Die Entlaßbarkeit der Richter- würde eine eigene Abhandlung erfordern, die man in unserm Staat fürwahr nicht mehr für nöthig gehalten hätte.

Es bleibe nun noch übrig den nachtheiligen Einfluß zu beleuchten, welchen die neue Einrichtung auf Diejenigen üben müßte, welchen durch sie eine bis jetzt in Preußen nicht gekannte Macht in die Hände gegeben würde. Wir können uns die Mühe dieser Beleuchtung spa­ren, theils weil sie sich zum Theil aus dem Vorhergehenden ergibt, theils, weil wir noch immer zu unserer Schreibfreiheit mehr Ver­trauen haben, als zu unserer Druckfreiheit. Die ganze Einrichtung können wir nur einen entschiedenen Rückschritt nennen.

Vorstehende flüchtige Zeilen mögen wenigstens dazu dienen, andere Urtheile hervorzurufen. Der Schreiber dieses ist nicht Beamter, sein Urtheil kann also eher auf Unparteilichleit Anspruch machen. Er glaubt aber den Beamten nahe legen zu müssen, daß es ihre drin­gendste Pflicht wäre, nicht blos ihre Stimme öffentlich zu erheben, sondern auch gegen die neue Einrichtung schon jetzt in Masse bei Sr.
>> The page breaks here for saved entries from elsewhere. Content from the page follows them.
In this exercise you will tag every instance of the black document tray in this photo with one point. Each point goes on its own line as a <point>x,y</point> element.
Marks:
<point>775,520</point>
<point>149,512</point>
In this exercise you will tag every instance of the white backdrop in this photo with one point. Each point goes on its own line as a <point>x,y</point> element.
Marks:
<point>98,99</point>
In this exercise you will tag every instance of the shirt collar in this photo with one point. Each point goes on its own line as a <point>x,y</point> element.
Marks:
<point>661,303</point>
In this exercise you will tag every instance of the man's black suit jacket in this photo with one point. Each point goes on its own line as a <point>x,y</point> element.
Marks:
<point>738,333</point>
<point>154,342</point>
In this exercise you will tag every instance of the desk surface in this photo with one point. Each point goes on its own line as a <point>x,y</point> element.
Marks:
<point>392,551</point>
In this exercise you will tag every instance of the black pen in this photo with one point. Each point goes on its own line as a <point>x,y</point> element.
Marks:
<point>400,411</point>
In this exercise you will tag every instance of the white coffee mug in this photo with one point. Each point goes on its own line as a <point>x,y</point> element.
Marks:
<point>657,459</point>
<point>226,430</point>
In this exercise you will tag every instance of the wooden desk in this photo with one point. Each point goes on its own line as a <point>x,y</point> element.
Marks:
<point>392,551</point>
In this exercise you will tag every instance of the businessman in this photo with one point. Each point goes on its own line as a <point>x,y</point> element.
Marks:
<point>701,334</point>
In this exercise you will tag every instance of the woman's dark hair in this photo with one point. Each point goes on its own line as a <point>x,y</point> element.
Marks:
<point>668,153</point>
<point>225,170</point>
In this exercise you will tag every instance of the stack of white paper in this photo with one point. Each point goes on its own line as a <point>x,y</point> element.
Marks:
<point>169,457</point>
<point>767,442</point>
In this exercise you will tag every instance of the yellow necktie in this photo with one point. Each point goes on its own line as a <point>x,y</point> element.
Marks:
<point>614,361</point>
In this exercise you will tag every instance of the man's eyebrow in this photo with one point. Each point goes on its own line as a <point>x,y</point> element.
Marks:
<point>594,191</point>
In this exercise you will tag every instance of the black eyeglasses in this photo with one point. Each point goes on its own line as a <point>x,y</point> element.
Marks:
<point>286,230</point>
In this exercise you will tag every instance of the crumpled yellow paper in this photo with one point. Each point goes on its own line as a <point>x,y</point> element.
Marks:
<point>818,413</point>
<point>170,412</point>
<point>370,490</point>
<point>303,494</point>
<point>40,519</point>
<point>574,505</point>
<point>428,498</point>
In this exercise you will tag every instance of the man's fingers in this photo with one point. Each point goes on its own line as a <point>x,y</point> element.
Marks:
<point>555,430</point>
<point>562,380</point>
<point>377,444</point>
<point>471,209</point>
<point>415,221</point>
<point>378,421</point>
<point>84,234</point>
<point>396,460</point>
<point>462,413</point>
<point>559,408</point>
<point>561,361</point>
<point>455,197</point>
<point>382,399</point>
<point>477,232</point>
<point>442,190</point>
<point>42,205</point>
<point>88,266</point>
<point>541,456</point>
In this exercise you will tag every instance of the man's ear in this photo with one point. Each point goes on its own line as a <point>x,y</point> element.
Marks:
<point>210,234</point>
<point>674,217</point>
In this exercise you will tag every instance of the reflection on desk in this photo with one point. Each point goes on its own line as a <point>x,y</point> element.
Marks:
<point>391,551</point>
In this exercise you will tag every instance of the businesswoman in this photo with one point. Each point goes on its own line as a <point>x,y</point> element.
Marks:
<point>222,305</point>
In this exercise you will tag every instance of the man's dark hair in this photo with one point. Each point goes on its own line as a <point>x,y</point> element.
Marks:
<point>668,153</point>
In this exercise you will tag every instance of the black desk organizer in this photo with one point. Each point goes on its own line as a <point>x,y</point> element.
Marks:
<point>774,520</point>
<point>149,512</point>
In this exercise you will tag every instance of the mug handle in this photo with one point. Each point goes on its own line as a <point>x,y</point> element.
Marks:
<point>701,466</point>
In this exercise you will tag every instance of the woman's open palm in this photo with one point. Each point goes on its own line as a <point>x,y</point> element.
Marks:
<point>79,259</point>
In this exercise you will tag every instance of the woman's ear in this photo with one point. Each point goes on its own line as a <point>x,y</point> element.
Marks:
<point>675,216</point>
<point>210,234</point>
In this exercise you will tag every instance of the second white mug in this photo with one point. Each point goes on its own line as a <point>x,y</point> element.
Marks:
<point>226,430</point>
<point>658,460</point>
Majestät dem König zu remonstriren.

Berlin, vom 26. Juli. In mehreren öffentlichen Blättern las man in diesen Tagen, daß in Erfurt ein Major S. arretirt und nach Berlin abgeführt worden sey. Diese Nachricht ist wahr; allein sie ist in keiner Beziehung mit den Verhältnissen der Politik in Verbin­dung, sondern der verhaftete Offizier, der übrigens seit einigen Jah­ren bereits außer Dienst ist und als ein wohlhabender Privatmann in Erfurt lebte, ist in einem Prozesse mit verwickelt, der vor einigen Mo­naten gegen den Kriegsrath B.. und einige andere Personen eröffnet worden ist und Geldangelegenheiten der hiesigen Artillerie=Werkstätte betrifft. Diese Angelegenheit scheint sehr verwickelt und weitläufig zu seyn, und sie erfordert vielfache Recherchen bei verschiedenen Be­hörden, da sie weit in die Vergangenheit hineinreicht.